For a quicker ride and to not worry about having exact change for the fare, you can pre-purchase tickets for either one of the two express buses that are also available. Airlink is a city bus that goes directly from the airport to Dublin city center and Aircoach is a private company that does the same. Using either express bus you'll get to downtown Dublin in about 30 minutes and both of them cost roughly $8 for a one-way journey. However, if you buy tickets online in advance and choose a roundtrip journey, the price comes out to the same as the local bus.
What Is the Fastest Way to Get From Dublin Airport to Dublin?
The only other option for getting from Dublin Airport into the city center is to take a car, whether you hail a cab or rent your own. The airport is only six miles away from the center of Dublin, so the journey by car takes about 20 minutes if you don't hit traffic. Regulated taxis are the only option for hiring a vehicle since no ride-sharing apps—such as Uber or Lyft—are available in Ireland. All taxis are metered and trips start at about $27 to most downtown locations, although rush hour can drive the price up if you're sitting in traffic.

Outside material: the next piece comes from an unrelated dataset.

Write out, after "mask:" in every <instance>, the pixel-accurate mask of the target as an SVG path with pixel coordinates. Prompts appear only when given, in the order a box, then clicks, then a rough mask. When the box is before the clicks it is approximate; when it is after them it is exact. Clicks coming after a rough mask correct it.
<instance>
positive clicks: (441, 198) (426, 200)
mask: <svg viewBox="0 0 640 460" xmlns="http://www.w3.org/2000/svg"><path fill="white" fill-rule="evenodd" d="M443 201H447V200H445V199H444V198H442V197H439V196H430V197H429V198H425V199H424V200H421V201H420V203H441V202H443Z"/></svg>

Ireland is a country made for road trips, and many travelers rent cars upon arrival to freely explore the country without depending on buses or other transit. However, if you're spending even one night in Dublin, you should wait until you're ready to embark on to the next city before picking up a vehicle. Parking in the city center is difficult, expensive, and more of a hassle than anything else. You can easily traverse Dublin on foot, so you'll just be paying for a car that you're not even using.
When Is the Best Time to Travel to Dublin?
Traveling from the airport into Dublin is usually a quick and painless journey, but if you arrive during rush hour it can more than double the amount of time it would normally take. The morning weekday commute is the busiest time as residents from all of the nearby suburbs pour into the city. The bus will be slower during this time, but at least you don't need to worry about a soaring taxi meter.
In Ireland, you can find rain and fog at any time of the year, but the summer months are when you're most likely to enjoy warm, sunny days. It's also when Dublin is most crowded as backpackers and students flock into the city. If you go in spring, the cold of winter has dissipated and the summer hoards have yet to arrive. Plus, the country is at its most lush and green in April and May.
What Is There to Do in Dublin?
First-time visitors to Dublin are often blown away by its beautiful quays, lively ambiance, and the natural friendliness of the locals. Dublin Castle isn't the biggest or most impressive castle in Europe, but it dates back to Viking times and is one of the most important buildings in Ireland. Trinity College was founded by the original Queen Elizabeth and you shouldn't miss it, not just for its impressive architecture but also its monumental library, home to the nearly 2,000-year-old Book of Kells. Even though you can visit Irish pubs all over the world, it isn't the same as downing a pint in an Irish pub in Ireland. Temple Bar is the most famous, but you'll get a more local experience at one of the other downtown locales. And for the true fans of Irish beverages, the Guinness and Jameson factories are obligatory stops. Not only will you learn about the process of how these iconic drinks are made, but you're likely to leave a bit tipsy.